Given elementary students currently are not eligible for the vaccine, Board Clerk Jennifer Vyskocil said wearing masks in those grades “is a small thing to do to keep them in school and to keep them learning.”
“Kids should be in school,” she said. “Families need their kids to be in school.”
Because not all sixth-graders at Parkview Middle School have had the opportunity to be vaccinated for COVID-19 due to varying ages, Weyers said the mask mandate would include sixth-grade students and staff.
He said seventh- and eighth-grade students and staff in the same building would not be required to wear masks.
VanLaanen said the key factor in his decision in requiring masks in grades 4K-6 was keeping students in school.

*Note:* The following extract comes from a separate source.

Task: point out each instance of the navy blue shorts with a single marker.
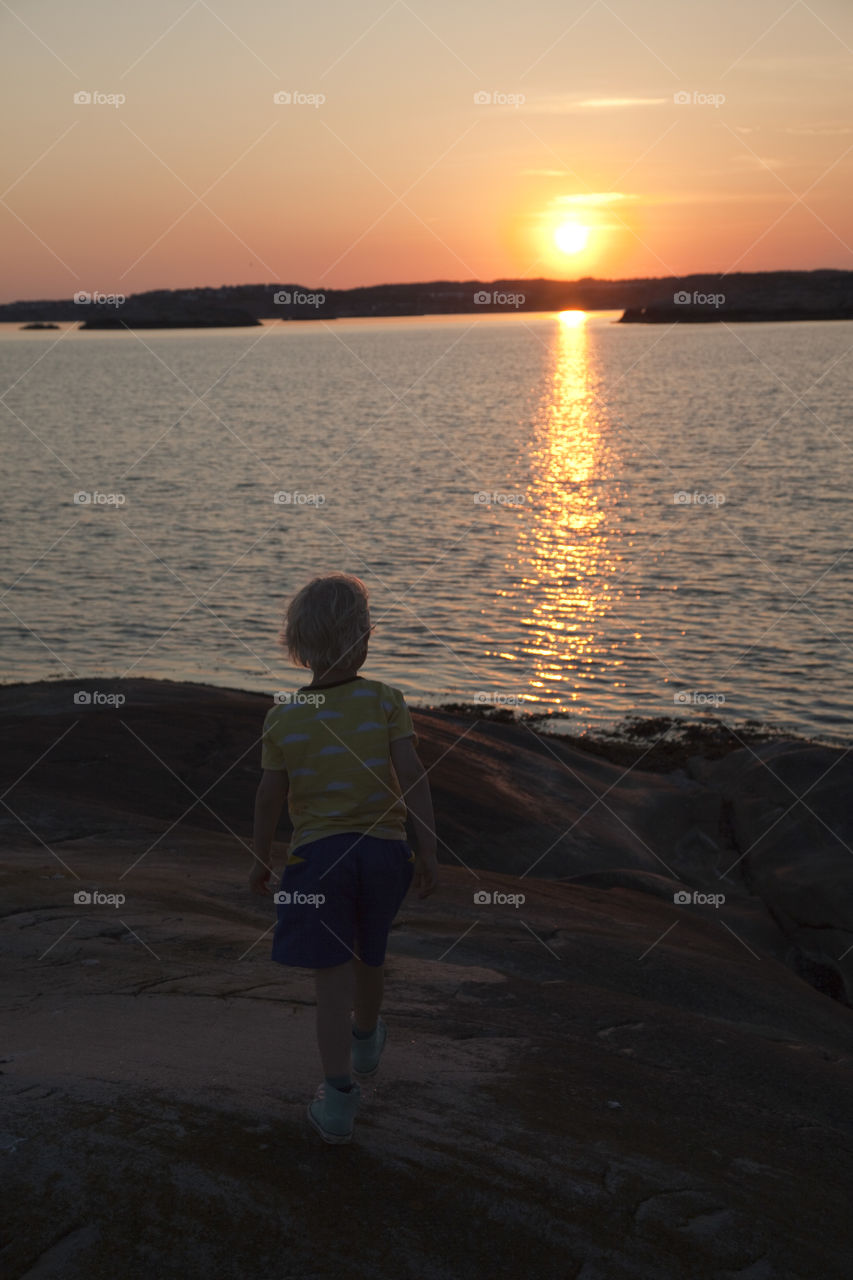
(341, 900)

“Apparently (COVID-19 is) not going to go away, and I don’t know how close they are to getting a vaccine for any kids that are under 12,” he said. “Common sense would say, ‘Let’s get these kids vaccinated.’ We need to get our kids masked up, 4K through sixth grade, and teachers that are involved with these kids.”
Even with masks, Van De Kreeke said he still has “great concerns” about the spread of COVID-19 because “masks don’t solve everything.”

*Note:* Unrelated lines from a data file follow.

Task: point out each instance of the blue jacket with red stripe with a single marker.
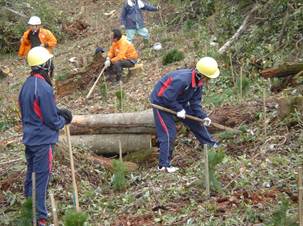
(179, 90)
(40, 120)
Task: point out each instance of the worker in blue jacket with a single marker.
(132, 18)
(181, 91)
(41, 122)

“I understand that we want to keep kids in school,” he said. “I think the community – you know, how many times can they be told or asked, ‘Get vaccinated, get your kids vaccinated.’ We heard that over and over again. I’m OK with that (mask mandate) at the elementary level. If it’s for the older kids, I would maybe be a little bit different on that, because they do have the opportunity to be vaccinated…”
Mike Mader, the board’s open enrollment representative, said he doesn’t think masks worn in schools work in preventing the spread of COVID-19.
“But we’re being put in a corner by the CDC to force these kids to wear masks, and we’re only making this decision to keep them in school,” he said. “I don’t know if it’s really for their health. We just said the vaccinated and unvaccinated are still passing it on.”
Vyskocil said the board will have to revisit the issue as the spread of COVID-19 changes.
“It’s very fluid, I think,” she said.
VanLaanen said the board isn’t scheduled to meet again until Oct. 27, when it will consider final approval of the 2021-22 district budget, but a special meeting could be held before then, if necessary.
The board didn’t take public comments on the issue during the meeting when one parent in the audience shouted out she wasn’t going to put masks back on her children who previously had the virus.
Weyers said masks would be available for students to wear if they would show up at school without them.